Dopo l’ennesima strage, in Russia, in una struttura che accoglieva persone con disabilità intellettiva, a causa di un incendio, va sottolineato, scrive Giorgio Genta, «che in molti Paesi del mondo il livello di sicurezza di strutture simili è spaventosamente basso, argomento su cui riflettere, mentre si continuano a impiegare enormi cifre per spese militari, senza dimenticare la “mala politica” e le tante speculazioni a danno dei cittadini»

Luka, Russia, settembre 2013, incendio a struttura di disabili intellettivi

I vigili del fuoco spengono la fiamme nella struttura di Luka, in Russia

Ancora un incendio in una struttura che accoglieva persone con disabilità intellettiva e ancora una volta una strage.
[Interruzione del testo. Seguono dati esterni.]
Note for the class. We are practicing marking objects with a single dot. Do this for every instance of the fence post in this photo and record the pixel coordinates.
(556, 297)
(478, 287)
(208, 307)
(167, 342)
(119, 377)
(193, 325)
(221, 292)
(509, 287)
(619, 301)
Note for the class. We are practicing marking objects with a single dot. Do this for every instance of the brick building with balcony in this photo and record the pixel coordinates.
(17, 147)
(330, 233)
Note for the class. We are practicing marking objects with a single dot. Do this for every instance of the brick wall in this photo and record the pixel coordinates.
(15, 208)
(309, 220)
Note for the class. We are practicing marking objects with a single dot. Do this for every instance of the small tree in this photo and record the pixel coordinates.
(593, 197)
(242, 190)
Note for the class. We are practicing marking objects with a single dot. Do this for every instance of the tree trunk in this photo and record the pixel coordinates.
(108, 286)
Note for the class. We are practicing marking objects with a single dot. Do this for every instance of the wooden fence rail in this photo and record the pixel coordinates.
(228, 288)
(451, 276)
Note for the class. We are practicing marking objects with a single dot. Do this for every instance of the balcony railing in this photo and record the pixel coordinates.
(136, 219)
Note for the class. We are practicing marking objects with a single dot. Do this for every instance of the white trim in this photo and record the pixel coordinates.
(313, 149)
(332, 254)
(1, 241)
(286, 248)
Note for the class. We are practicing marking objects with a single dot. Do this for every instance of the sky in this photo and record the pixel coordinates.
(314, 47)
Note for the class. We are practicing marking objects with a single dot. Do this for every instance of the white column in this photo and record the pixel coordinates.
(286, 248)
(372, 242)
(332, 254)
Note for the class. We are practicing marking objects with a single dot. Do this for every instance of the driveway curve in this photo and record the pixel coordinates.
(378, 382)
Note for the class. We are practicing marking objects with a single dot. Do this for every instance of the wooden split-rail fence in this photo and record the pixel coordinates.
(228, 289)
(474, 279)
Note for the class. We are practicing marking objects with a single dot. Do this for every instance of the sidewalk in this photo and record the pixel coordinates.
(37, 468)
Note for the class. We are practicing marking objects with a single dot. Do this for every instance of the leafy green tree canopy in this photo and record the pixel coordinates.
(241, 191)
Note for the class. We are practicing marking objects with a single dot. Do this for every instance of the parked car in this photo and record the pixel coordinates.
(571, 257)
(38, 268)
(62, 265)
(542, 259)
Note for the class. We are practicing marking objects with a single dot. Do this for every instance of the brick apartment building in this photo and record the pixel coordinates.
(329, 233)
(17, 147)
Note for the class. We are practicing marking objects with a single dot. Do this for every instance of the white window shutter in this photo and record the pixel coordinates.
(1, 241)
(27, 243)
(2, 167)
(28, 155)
È accaduto a Luka, in Russia, 220 chilometri a sud-est di San Pietroburgo (Russia).
Un vecchio edificio di legno e mattoni, costruito circa centocinquant’anni fa, assalito dalle fiamme di notte: strage tra gli ospiti, molti dei quali erano sotto sedativi, e morte anche di un “angelo”, ovvero di una sorvegliante, che dopo essere riuscita a trarre in salvo diversi ospiti, è perita tra le fiamme. I vigili del fuoco, giunti da 45 chilometri di distanza, hanno potuto solo spegnere le fiamme stesse, che avevano ormai distrutto la struttura.

In molti Paesi del mondo il livello di sicurezza di strutture simili è spaventosamente basso e si deve solo al sacrificio del personale se in caso di incidenti il numero delle vittime è relativamente limitato.
Ed è un argomento su cui certamente riflettere, mentre si continuano a impiegare enormi cifre per spese militari, senza dimenticare la “mala politica” e le tante speculazioni a danno dei cittadini, sia nei Paesi una volta definiti capitalisti, sia in quelli emergenti, sia in quelli ex comunisti. E in Italia l’abolizione effettiva degli OPG (Ospedali Psichiatrici Giudiziari) rischia di risolversi in un puro “cambio di sigla”, come più volte denunciato anche da queste pagine.